Reboot is a new type of approach to classical FESS surgery which aims to maximally remove all sinus mucosa, allowing the preserved healthy nasal mucosa to cover the inside of the sinus by re-epithelialization. Some studies reported improvements from 45% relapse in two years in classical FESS to just 17% relapse. Further investigating should be carried, but the results are promising [79].

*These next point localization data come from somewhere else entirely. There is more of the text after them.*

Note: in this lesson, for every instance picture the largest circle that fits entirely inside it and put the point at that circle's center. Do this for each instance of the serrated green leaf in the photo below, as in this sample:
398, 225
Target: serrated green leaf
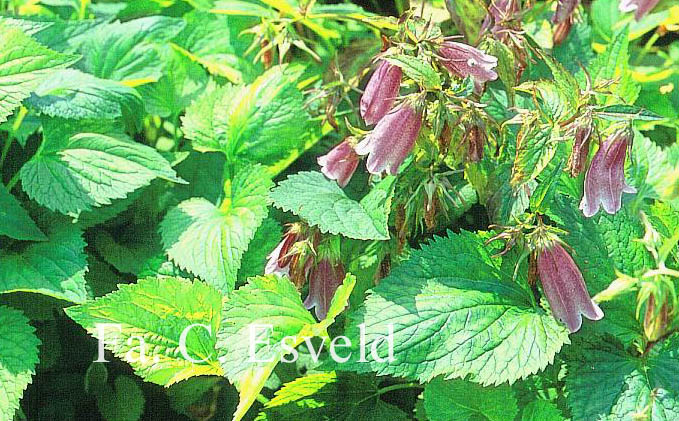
455, 400
128, 52
76, 173
15, 221
181, 83
217, 43
209, 241
535, 148
55, 267
321, 202
613, 65
268, 309
606, 382
263, 122
417, 69
541, 410
75, 95
24, 63
265, 240
157, 311
18, 358
455, 313
330, 396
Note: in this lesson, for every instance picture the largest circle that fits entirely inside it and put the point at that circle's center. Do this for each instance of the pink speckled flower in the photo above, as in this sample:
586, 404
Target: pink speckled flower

Last but not least, because CRS involves an inflammatory physiological chain, prevention may be obtained by making healthy lifestyle choices, such as improving diet [80] or ceasing smoking, which are known to improve outcomes and space out recurrence.

⧉ Conclusions

Etiopathogenesis of CRSwNP remains a very hot topic in both clinical and fundamental research but still represents an equation with many unknowns. A deeper understanding of the complicated molecular pathogenic mechanism of CRSwNP could enable individualized treatments for the patients based on the endotype of their disease, characterized by specific biomarkers. It became evident that the proper management of cases of CRS, specifically patients with severe and recurring CRSwNP, increases in complexity, but current progress in research had already provided valuable information for clinicians to recognize possible indicators for type 2 immune reactions even starting with patient’s history data. A more complex classification can be achieved using three simple available data categories (SNOT-22 score, lost productivity, and age). A good collaboration with the pathology department, providing a structured HP examination of the surgical biopsies offers supplementary information regarding the severity of the disease. Other molecular markers recently identified such as inflammatory cytokines or MMPs will be essential in choosing the individualized treatment and predicting the evolution of the disease. Also, novel developments in genomics revealed that an easily accessible taste test may anticipate the results after FESS. Microbiomics and CRS, although new as a concept, have already demonstrated that diverse ecosystems, including the nasal sinus are associated with improved surgical outcomes. New approaches in treatment, such as reboot surgery and biological therapy, compared to FESS and intranasal corticosteroids, offer a chance for remission of the disease and a better outcome. With the advent of endotyping, our decision-making ability will improve, making possible the stratification of patients for the appropriate treatment of uncontrolled cases. These are a part of the initial strides that have been made in the particularly elaborate concept of CRS.

Conflict of interest

The authors declare that they have no conflict of interests.